In this post I’d like to talk about faith, because non-believers often seem to portray believers as knuckle-dragging boobs for utilizing it. I find this offensive not so much because of my religious convictions, but because I find the image of a boob with knuckles disturbing…
In all seriousness, though, all of us use faith. It’s a perfectly legitimate tool that should help shape our views of the world, as well as our navigation through it. Atheists use faith every day as well, and yet, when it comes time to apply it to the existence of God, they balk.
Anyone who has ever gone with their “gut instinct” has used faith. Anyone who has been in love has used faith. Anyone who has opened their own business has used faith. In so many aspects of our lives, there are decisions that have to be made because the gap between what we know and what we don’t (or can’t) know is too large to bridge with empirical studies. As much as I’d love to run regression analysis for years on end in order to tell me whether or not I should get married, it isn’t possible. That last bit of gumption everyone needs to ultimately ask the Big Question is in some part made with the sticky, gooey usually-goodness…of faith.
Bill Maher uses faith to see his way through many aspects of his own life, even if he doesn’t realize it. Given that, when he mocks men and women of any religious affiliation by comparing God to The Easter Bunny, he really only makes himself look silly.
Here’s a question for Christopher Hitchens: Why is it, that over the course of my life, whenever I consulted with God and lived it in accordance with what I thought He had planned for me, things came together? Why is it, when I strayed from God it all seemed to fall apart and, ultimately, I felt lost and confused? As an Irish Catholic with an independent streak and time in an infantry unit as a young man, I haven’t always been an angel. I’ve never knocked on doors or proselytized (although I once put a boot through a window). So my relationship with God didn’t come at the behest of a priest or family member or a member of the clergy, but as a result of a lifetime of learning from boneheaded mistakes.
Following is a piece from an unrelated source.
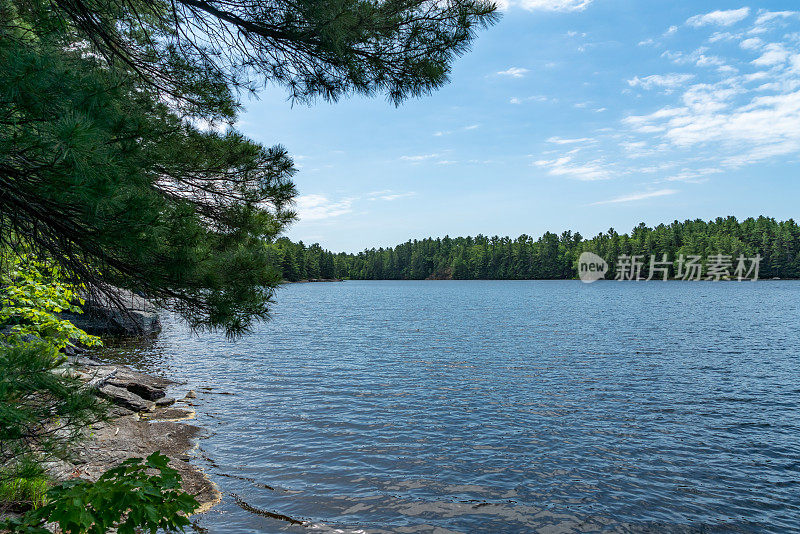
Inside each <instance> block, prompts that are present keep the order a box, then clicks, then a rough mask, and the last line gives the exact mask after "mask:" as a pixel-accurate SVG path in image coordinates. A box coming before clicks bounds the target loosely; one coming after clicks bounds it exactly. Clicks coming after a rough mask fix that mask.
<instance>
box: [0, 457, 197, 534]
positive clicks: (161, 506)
mask: <svg viewBox="0 0 800 534" xmlns="http://www.w3.org/2000/svg"><path fill="white" fill-rule="evenodd" d="M167 462H169V459H168V458H167V457H166V456H164V455H162V454H160V453H158V452H155V453H153V454H151V455H150V456H148V457H147V458H146V459H145V460H142V459H140V458H132V459H130V460H126V461H124V462H123V463H122V464H120V465H119V466H118V467H115V468H114V469H110V470H109V471H106V472H105V473H104V474H103V475H102V476H101V477H100V479H98V480H97V482H87V481H85V480H75V481H70V482H65V483H63V484H61V485H59V486H55V487H53V488H52V489H50V491H48V493H47V499H48V502H47V504H45V505H44V506H42V507H40V508H38V509H36V510H32V511H30V512H28V514H26V515H25V516H24V517H23V518H22V519H14V520H10V521H8V522H7V523H6V525H0V527H4V528H7V529H9V530H11V531H12V532H26V533H30V534H34V533H36V534H44V533H47V532H49V531H48V530H46V529H44V528H43V525H44V523H45V522H53V523H58V526H59V527H60V528H61V530H62V531H63V532H65V533H69V534H84V533H86V534H104V533H106V532H108V531H109V530H111V529H117V532H119V533H120V534H134V533H136V532H139V531H140V530H143V531H146V532H150V533H155V532H156V531H157V530H163V531H167V532H174V531H182V530H183V529H184V527H186V526H187V525H188V524H189V519H188V518H187V514H190V513H192V512H193V511H195V510H196V509H197V507H198V503H197V500H195V498H194V497H192V496H191V495H189V494H187V493H185V492H183V491H181V489H180V483H181V478H180V475H179V474H178V472H177V471H176V470H175V469H172V468H171V467H169V466H168V465H167ZM153 472H155V474H151V473H153Z"/></svg>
Are God’s fingerprints plastered all over my life, particularly the successes I’ve had and the failures I’ve overcome? I believe so. But just because a real-life member of CSI couldn’t find them, does that mean that they’re not there? I don’t think so. Joy Behar and her liberal friends can call me crazy all they want, but the fact is, I feel God in my life. I know He’s there. Just as you, dear reader, feel and know the affection of your wife or husband or son or daughter without ever being able to test their blood for love-levels hidden in plasma.

When things were bleakest and blackest in my own life, and I felt as though I had nowhere left to turn, I turned to God. And each time I was lifted up and seemingly saved from a hopeless situation. For me to ever embrace the atheist notion that nothing special was at play, but perhaps some neurons and synapses in my head, would be to deny what I know to be true.
I can’t convince the atheist to believe in God, but perhaps I can get them to acknowledge and explore the unseen avenues of faith they walk down every day in their own life. And once they’re aware of those streets, perhaps one will take them down a path—one with a gap in it that will give them a feeling that someone or something that cares about them more than they can ever realize is waiting on the other side. And then, perhaps, they’ll take that leap.